Summer crackdown on traffic offenders yields results
0524heat
Gainesville Master Police Officer Griggs Wall, with the traffic enforcement unit, clocks traffic Tuesday on Limestone Parkway. Local law enforcement agencies are gearing up for the “100 Days of Summer H.E.A.T” campaign, which focuses on citing speeding and impaired drivers and those who aren’t wearing their seat belts. - photo by SARA GUEVARA

The “H.E.A.T.” seems to be working.

Since first launching its high-visibility “100 Days of Summer H.E.A.T.” public awareness campaign in 2003, the Governor’s Office of Highway Safety has seen reductions in crashes statewide in the years since, a trend that’s been mirrored in Gainesville.

H.E.A.T. stands for Highway Enforcement of Aggressive Traffic, and involves hundreds of law enforcement agencies statewide in an effort to crack down on speeders and reckless drivers during the busiest travel months of the year.

Sgt. Dale Cash, commander of the Gainesville Police Department’s traffic division, notes that these are the months when teen drivers spend more time on the roads.

“Less experienced drivers are always a risk,” Cash said.

Through the Summer H.E.A.T. campaign, the Highway Safety office provides grants to local law enforcement agencies across the state.

But a big part of the campaign is public awareness, through television and radio spots.

At the Gainesville Police Department, it’s business as usual for the department’s four traffic enforcement unit officers, but Cash hopes drivers are more aware that they’ll be out on the roads looking for infractions.
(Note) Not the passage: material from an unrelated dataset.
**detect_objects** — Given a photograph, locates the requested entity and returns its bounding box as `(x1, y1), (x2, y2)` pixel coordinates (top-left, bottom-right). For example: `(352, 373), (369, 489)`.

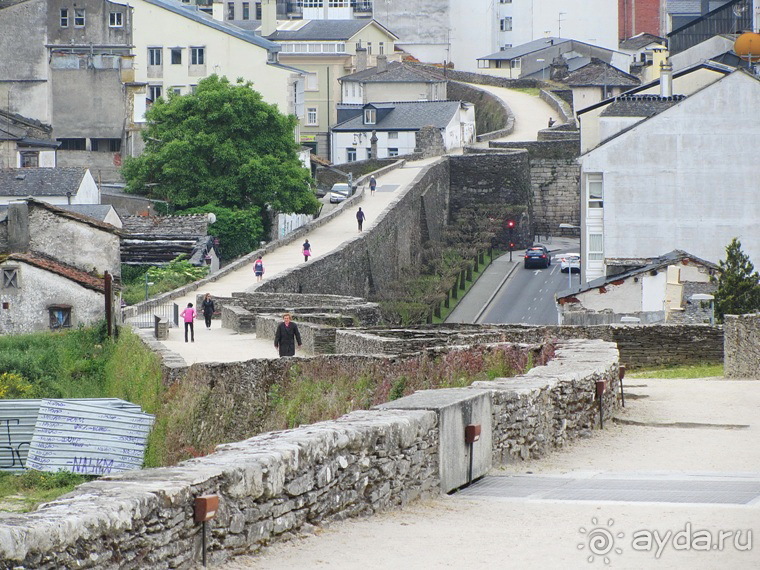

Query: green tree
(176, 205), (264, 259)
(715, 238), (760, 322)
(122, 75), (319, 214)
And this summer, there will be some new laws to enforce.

“People need to know with the new seat belt law for trucks, once that is signed into law, it will be enforced,” Cash said. “The texting
law and law against teens using cell phones while driving will also be enforced.”

The numbers seem to indicate the message about summer traffic enforcement is getting through.
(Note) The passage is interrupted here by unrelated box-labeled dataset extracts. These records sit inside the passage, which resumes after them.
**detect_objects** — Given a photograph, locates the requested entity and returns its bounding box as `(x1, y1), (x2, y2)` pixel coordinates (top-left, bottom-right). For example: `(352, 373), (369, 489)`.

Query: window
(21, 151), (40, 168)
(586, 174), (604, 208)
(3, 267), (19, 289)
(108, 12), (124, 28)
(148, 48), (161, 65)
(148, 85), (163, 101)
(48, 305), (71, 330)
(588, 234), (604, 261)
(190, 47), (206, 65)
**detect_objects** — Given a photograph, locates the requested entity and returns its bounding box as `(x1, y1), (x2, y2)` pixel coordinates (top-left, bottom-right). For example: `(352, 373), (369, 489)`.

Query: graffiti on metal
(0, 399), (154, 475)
With 1,287 traffic fatalities in 2009, versus 1,508 the previous year, Georgia saw a 14 percent decrease in fatal crashes. For the year to date, Georgia has a 17 percent decrease in road deaths over this time last year.
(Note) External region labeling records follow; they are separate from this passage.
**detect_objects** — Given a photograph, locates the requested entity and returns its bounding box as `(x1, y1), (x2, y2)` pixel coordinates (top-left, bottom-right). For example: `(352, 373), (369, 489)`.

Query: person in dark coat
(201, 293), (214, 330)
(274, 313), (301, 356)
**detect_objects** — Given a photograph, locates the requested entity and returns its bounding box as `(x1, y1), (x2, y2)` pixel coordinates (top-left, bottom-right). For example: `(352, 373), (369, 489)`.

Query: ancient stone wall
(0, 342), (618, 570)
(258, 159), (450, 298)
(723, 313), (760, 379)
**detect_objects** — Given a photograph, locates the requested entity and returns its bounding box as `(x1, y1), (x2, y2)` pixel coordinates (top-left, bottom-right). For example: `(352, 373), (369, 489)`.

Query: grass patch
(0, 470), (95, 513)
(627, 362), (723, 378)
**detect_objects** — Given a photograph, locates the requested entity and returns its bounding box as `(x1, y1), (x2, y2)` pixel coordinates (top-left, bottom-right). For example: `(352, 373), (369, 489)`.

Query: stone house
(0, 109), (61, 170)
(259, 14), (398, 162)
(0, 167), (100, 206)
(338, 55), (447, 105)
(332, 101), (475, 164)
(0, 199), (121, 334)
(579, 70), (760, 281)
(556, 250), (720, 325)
“The number of deaths is still unacceptable,” Governor’s Office of Highway Safety Director Bob Dallas said. “But to see double-digit declines, Georgians should pat themselves on the back.”

In Gainesville, wrecks have gone down in the summer months by 22 percent over the past two years, from 604 in 2007 to 475 in 2009, Cash said.

“We like to think (public awareness) has made a difference,” Cash said.

Cash said the repeated messages to watch your speed, buckle up and don’t drink and drive have a purpose: To “make sure that those in your car as well as yourself get to and from your destination safely.”